I got another message. “ Papu will walk on the stage to get her degree certificate. You would be waiting for her to hold it finally. When she gets it, she will be running to you and both of you

 will dance with your own sassy moves in front of everyone.”

I wanted to bawl.

“If this is going to be my future, then I am so ready to go ahead, and I wanna cry now,” I texted back. I remembered the time I felt full in my life watching papa. I felt like I had gotten everything I want in life. I felt like now I just had to live for her, my sister and myself.

“We’ll make it happen, I will definitely give her such a passionate future,” she texted. I knew she would. She was the best mother I had seen. She was the best daughter, best sister, she was best at everything. Not because she was perfect, but she always tried harder and was always open to learning, for them. I saw her as my mother. She knew everything about me. My insecurities, my fears, my strengths, my problems, my questions, my experiences, my feelings, she knew it all and she never asked to know. We both had similar visions of our intertwined futures. Yet I was upset that she would have to move sooner to live with her husband. I knew why she had to, I knew what she wanted. I was scared for her safety, but not for her strength and will. I was more scared for myself. When she would leave, she would leave me alone with people who wouldn’t be her. I was scared that I would have to deal with

 my demons alone. I was scared that when I would finally find myself, she would be too far away and I would not even be able to visit her to celebrate it with her. But I consoled myself with the fact that I was going to be important for her, no matter the distance. It was a wish that had become a fact. That made me feel better. 

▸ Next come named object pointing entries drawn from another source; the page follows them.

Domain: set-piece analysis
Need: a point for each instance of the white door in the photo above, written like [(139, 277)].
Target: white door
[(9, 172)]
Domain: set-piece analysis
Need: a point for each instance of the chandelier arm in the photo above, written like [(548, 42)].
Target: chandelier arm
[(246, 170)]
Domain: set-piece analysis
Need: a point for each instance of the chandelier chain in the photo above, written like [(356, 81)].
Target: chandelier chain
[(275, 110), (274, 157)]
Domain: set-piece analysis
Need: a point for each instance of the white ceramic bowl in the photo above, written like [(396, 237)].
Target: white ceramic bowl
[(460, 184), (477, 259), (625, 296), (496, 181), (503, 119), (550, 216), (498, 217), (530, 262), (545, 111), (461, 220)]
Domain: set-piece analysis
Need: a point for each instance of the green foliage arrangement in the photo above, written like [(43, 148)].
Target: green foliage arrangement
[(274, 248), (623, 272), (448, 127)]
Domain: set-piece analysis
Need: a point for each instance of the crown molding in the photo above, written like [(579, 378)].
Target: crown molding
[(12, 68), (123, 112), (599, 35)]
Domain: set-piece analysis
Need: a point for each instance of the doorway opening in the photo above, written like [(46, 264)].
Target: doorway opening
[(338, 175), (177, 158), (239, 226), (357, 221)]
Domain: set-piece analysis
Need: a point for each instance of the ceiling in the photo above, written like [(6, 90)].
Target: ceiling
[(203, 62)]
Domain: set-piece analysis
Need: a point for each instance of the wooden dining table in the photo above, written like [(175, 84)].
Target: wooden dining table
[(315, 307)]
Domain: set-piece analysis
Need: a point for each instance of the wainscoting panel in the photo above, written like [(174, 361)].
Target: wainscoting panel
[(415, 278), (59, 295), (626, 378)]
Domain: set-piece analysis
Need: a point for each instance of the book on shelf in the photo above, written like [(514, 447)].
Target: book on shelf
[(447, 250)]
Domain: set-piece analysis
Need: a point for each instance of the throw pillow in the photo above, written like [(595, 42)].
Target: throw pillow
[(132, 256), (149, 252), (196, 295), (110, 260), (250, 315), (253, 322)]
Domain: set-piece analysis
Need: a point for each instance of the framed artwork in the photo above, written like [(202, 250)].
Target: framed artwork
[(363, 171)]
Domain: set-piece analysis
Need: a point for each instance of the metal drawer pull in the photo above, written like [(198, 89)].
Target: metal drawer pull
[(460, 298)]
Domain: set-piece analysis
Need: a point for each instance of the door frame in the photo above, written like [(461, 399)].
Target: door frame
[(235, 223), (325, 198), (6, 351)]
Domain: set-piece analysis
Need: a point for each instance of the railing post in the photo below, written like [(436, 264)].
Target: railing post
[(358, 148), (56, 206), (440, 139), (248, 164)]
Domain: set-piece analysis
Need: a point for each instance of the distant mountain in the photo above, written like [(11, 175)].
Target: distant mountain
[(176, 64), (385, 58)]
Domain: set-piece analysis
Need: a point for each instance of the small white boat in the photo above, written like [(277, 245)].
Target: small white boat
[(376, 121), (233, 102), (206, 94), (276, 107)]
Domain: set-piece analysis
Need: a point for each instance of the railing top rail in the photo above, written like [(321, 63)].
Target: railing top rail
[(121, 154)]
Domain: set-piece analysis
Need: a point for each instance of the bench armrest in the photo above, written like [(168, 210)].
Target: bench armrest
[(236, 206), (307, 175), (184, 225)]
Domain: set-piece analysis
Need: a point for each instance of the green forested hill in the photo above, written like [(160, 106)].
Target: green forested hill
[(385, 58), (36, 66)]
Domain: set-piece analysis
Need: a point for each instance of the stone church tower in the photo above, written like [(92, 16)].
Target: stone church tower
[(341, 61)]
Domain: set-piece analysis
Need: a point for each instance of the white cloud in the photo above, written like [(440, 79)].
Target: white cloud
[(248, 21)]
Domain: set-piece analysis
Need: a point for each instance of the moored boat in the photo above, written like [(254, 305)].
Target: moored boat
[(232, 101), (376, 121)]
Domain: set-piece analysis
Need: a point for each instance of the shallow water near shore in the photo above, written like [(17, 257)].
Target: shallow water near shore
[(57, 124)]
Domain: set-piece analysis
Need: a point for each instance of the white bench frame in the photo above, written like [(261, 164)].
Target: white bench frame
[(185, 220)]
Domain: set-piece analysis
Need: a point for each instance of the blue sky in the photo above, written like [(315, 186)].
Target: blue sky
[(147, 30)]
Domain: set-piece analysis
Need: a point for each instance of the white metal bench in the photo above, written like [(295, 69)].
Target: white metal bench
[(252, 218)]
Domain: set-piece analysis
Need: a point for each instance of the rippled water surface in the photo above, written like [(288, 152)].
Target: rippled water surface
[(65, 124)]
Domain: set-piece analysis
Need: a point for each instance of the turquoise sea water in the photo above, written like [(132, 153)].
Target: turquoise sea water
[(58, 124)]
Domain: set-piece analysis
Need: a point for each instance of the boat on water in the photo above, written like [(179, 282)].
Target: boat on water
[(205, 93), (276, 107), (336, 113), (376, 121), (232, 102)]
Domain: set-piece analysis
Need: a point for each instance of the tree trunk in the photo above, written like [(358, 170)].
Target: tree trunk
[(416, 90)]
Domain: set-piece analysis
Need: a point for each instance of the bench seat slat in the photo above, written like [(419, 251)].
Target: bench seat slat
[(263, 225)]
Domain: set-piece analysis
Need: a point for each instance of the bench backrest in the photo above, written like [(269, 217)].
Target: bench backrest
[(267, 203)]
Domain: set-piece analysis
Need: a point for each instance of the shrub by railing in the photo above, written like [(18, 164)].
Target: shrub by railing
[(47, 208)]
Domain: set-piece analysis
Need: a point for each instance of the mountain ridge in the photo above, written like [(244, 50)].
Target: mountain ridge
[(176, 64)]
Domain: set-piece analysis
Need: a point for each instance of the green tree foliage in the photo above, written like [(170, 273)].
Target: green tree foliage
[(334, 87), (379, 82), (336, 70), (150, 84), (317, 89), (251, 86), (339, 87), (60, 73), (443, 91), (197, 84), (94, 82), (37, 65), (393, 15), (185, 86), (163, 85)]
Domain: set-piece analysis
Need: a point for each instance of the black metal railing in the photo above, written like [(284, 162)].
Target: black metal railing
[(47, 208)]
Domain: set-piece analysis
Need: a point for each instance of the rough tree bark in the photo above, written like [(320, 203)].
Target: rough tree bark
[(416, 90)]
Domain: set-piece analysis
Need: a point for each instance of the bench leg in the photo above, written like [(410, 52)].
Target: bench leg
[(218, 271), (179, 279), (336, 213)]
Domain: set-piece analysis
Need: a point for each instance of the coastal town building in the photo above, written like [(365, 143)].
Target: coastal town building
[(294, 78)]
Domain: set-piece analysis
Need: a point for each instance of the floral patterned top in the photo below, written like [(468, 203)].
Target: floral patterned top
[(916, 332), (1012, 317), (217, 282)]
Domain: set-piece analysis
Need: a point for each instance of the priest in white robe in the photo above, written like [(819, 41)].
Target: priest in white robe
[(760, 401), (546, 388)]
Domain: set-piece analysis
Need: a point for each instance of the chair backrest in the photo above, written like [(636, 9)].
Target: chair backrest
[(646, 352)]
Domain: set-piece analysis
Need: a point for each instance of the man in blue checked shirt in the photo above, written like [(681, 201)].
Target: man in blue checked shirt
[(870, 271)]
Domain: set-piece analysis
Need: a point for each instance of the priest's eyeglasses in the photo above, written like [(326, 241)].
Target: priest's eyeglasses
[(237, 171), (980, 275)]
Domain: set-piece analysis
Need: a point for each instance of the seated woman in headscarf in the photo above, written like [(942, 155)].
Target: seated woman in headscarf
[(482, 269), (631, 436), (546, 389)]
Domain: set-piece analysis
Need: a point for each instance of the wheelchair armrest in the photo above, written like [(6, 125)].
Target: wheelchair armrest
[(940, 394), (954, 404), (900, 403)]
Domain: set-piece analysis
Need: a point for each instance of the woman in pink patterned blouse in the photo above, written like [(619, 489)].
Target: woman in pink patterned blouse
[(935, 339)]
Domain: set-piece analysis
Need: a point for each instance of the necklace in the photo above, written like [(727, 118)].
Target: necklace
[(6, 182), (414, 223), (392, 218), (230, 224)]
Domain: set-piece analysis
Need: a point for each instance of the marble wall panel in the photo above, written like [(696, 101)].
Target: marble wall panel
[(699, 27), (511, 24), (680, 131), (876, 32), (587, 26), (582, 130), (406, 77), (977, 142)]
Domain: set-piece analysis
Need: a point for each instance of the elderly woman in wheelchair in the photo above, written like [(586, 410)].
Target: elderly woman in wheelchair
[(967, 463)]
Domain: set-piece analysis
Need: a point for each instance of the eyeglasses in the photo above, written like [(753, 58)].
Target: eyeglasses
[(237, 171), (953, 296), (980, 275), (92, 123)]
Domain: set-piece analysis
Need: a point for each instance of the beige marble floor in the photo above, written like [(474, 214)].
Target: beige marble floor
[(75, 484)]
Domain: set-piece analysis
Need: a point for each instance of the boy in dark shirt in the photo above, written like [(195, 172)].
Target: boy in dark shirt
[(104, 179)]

I wrote a poem when I learnt that she was actually going to move soon. I hadn’t shown it to her because I didn’t want her to feel bad about leaving me behind. But here goes…

I feel selfish
To hold you down
I feel scared
To let you go
But it is all
That only I feel
And I suppose
It must end
Only with me
And you must go

PS : I do not know if she would read this. She might be upset or happy. She might like it. But I realised one thing. Our lives had just started. I believe that neither of us would stop until we got what we wanted. I know I wouldn’t. It has to be the three of us, nothing else. All my life being called adamant, it would be unlike me if I stopped being so now.

PPS : Thank you, dear me, talking to you has made me come to terms with the new possible changes. I love you.